In order to conclude that Google violated the Sherman Act and  FTC Act, it must be proven that Google’s tactics unreasonably restrain competition, either by harming consumers or excluding competition. Google argued that its search engine helps consumers by making search more convenient. Instead of receiving many hits from a search, it will bring up a related article, book, and so forth that shift the search results in a helpful way for consumers. Google also argued that the process would not harm competition because if consumers were looking for a particular company, they could easily find it; the only difference is that the result is further down the list. The FTC ultimately agreed. Regulators also found no evidence that Google unfairly favored its own services in search results.

To settle these allegations that have stemmed from both the transition to Universal Search and the merger with Motorola, Google has voluntarily committed to license certain patents, which would address the concerns with potential violations of Section 1 of the Sherman Act. The company also agreed to stop scraping from other sites and allow easier access to other advertisements, which address potential violations of Section 2 of the Sherman act and Section 5 of the FTC Act.

Unresolved Concerns

Despite the settlement, there are still concerns that the FTC has overlooked major problems. Critics have pointed out that the FTC has failed to address the fact that 78 percent of revenue (and what is estimated to be 85 percent globally) in search advertising is controlled by Google. Critics argue that this qualifies as a monopoly that reduces competition.
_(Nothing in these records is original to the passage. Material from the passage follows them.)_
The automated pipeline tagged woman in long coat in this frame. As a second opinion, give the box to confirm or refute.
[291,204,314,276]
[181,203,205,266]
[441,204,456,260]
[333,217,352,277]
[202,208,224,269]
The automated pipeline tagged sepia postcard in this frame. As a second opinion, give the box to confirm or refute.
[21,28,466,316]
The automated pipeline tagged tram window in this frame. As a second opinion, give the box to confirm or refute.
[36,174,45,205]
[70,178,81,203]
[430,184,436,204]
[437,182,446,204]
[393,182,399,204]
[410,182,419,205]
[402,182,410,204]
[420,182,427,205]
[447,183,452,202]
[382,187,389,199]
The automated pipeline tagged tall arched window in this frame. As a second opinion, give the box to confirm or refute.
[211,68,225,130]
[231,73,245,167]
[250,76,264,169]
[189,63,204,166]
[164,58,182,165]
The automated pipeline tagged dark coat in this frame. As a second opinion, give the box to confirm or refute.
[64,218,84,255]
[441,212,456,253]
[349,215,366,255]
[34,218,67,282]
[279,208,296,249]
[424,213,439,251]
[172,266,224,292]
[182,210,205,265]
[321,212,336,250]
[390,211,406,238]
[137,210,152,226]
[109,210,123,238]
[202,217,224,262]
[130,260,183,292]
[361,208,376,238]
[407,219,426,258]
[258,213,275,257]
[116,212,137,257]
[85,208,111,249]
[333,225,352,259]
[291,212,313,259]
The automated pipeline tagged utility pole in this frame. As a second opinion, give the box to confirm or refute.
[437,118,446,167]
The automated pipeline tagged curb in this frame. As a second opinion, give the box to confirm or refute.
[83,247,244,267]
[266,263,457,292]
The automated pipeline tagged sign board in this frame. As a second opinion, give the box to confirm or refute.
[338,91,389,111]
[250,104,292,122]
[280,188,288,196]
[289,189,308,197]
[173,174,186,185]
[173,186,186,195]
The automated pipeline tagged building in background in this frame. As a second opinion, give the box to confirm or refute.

Another concern is how the FTC has defined consumers. The FTC found that Google was not in fact harming consumers, but helping them. Some argue that the FTC viewed consumers incorrectly. Although there are no details defining how the FTC measured consumer harm, it is suspected that the FTC defined consumers as those who use Google to search for information rather than the companies who pay for advertisements. Critics argue that had the FTC viewed consumers as the companies who purchase the advertisements, there would have been a different result because it is not, in fact, helpful for businesses that pay for advertisements and get pushed down on the list to accommodate Google’s new practice.

Google and the EU

Although Google’s promise to change its practice has abated the FTC, a spokesman for the European Commission, Michael Jennings, stated, “We have taken note of the FTC decision, but we don’t see that it has any direct implications for our investigation, for our discussions with Google, which are ongoing.” In July, Google sent the European Commission an informal settlement proposal, which they have been reviewing. The EU’s antitrust chief recently gave Google a month to come up with a detailed proposal that would resolve the two-year investigation’s complaints. If Google fails to resolve the complaints and is found guilty, it will be fined ten percent of its revenue, which could amount to $4 billion.